冤罪で聖印を奪われた令嬢、辺境で本物の大聖女になる ~傲慢令嬢ヒストリアの救済証明~
ヒストリアは長い息をつくと涙をぬぐい、手を伸ばして黒パンを掴んだ。
ちぎろうとすれば想像通り固く、ポタージュに付けて食べてもやはり白パンの生地には程遠い食感である。けれど空腹の腹に噛み応えのある黒パンはするすると入っていった。
干し肉のソテーもヒストリアの希望通りに柔らかく調理されている。味を評価するよりも黙々と口へと運んだ。

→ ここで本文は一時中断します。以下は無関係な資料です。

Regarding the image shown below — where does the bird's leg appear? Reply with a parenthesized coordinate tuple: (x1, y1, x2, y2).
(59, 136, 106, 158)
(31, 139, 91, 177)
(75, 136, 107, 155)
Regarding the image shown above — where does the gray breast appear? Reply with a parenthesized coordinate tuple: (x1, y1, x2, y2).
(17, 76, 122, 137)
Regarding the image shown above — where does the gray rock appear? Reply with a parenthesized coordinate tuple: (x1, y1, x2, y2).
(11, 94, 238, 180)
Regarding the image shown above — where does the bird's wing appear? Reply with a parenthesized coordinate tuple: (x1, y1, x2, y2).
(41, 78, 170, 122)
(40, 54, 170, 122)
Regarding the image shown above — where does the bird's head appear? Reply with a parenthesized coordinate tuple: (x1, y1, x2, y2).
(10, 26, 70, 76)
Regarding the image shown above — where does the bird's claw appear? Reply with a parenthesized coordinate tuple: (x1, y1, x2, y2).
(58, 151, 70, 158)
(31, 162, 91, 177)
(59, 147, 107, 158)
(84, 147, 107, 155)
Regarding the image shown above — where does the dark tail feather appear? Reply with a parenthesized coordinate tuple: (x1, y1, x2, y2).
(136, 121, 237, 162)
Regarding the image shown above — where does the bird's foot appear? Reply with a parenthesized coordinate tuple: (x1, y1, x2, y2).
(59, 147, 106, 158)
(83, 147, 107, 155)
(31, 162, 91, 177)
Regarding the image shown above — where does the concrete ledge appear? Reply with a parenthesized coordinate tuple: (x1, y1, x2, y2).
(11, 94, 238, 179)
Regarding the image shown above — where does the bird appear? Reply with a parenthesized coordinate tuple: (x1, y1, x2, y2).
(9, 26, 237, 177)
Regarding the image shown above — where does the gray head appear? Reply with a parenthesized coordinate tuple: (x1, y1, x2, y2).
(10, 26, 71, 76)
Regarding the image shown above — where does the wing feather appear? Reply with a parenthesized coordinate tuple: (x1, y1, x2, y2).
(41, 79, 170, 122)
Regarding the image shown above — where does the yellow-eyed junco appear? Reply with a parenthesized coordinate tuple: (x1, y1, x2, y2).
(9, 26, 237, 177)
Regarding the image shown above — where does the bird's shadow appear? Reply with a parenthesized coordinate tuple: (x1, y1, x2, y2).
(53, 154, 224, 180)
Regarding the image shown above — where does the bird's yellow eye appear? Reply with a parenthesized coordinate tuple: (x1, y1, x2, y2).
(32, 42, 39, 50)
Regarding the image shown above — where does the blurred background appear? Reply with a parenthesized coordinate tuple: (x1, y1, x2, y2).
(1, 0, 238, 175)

「君に興味がないと言ったが、話したければ何があったか聞いてやるから話せばいい」
ヒストリアが食事を始めたことで魔法使いは声を掛けてきた。今さら何を、と思ったが、しかし昨日よりも落ち着いた頭が罵倒の言葉を選ぶことはなく、代わりに拗ねた口ぶりへと変わる。
「変な男。今日から家を建てるんじゃないの……」
「予定を変えるのはかまわない」
「なんで優しいこと言うのよ……実験に協力して欲しいから世話を焼くって、こういうことなの」
長い日々のなかで、ヒストリアは心のどこかで大聖女の印があれど自分が無価値な存在だと考えるようになっていた。しかし皮肉なことに、必要としてくれたのは、家族でも、ベルナルド王子でも、国でもなく、追放先で出会った風変わりな魔法使いだった。

「あぁ。君にはその価値があるからだ」

復讐に加担する気のない意思とは裏腹に垣間見られる魔法使いの理解しがたい行動は新鮮で、絶望のあとに与えられた必要とされる喜びは甘く胸に響いた。